Updated

Canada is taking a closer look at the police use of stun guns after two recent deaths, including one in which a man died about 30 hours after being shocked.

The latest death was of a 45-year-old man at a jail near Dartmouth. On Oct. 14, a Polish man who had just taken his first flight died after he was stunned twice by police at Vancouver's airport — an incident caught on video that elicited international outrage.

More than a dozen people have died in Canada after being hit with Tasers in the last four years. However, the manufacturer of Taser guns says they have never been conclusively linked to any deaths in Canada.

A Parliamentary public safety committee launched a probe Thursday into events surrounding the death of the Polish man, Robert Dziekanski. A police watchdog group and British Columbia's provincial government had already begun investigating the incident.
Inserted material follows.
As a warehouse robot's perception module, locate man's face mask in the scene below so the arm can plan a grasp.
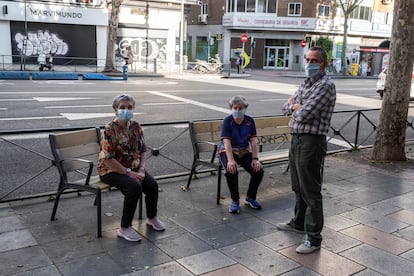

The Nova Scotia provincial government joined the string of investigations into Taser guns Thursday, asking the Royal Canadian Mounted Police to investigate the circumstances of the death of the 45-year-old man, whose identity has not been released.

The man died at a Canadian correctional facility, where he was being held on assault charges, after being shocked by a Taser stun gun Wednesday. The man died Thursday, 30 hours after being shocked. Police said the man had been taken into custody around midnight Wednesday and was being booked when he became exceedingly violent.

He was said to have jumped the counter at police headquarters, sprang past two officers and one booking agent and bolted for the door before one of the officers used a Taser on him.

"It is premature to draw any conclusions that the Taser contributed to this man's death," Nova Scotia's deputy police chief Tony Burbridge told a news conference. "We need to allow the medical examiner time to conduct an investigation into the cause of his death."

Burbridge said police tried to subdue the man and then resorted to using the Taser, sending at least one shock into him during the incident, which was caught on a surveillance video camera.

The man then went into medical distress and was sent to the hospital, where he was assessed, deemed to be OK and released back into police custody. He died later in the day.

The Taser has been under increasing scrutiny in Canada following the death of Dziekanski, 40.

That incident happened after Dziekanski, who spoke only Polish, began acting erratically at Vancouver's International Airport. He apparently became upset when, upon arrival, he did not see his mother, whom he was joining to start a new life in Canada.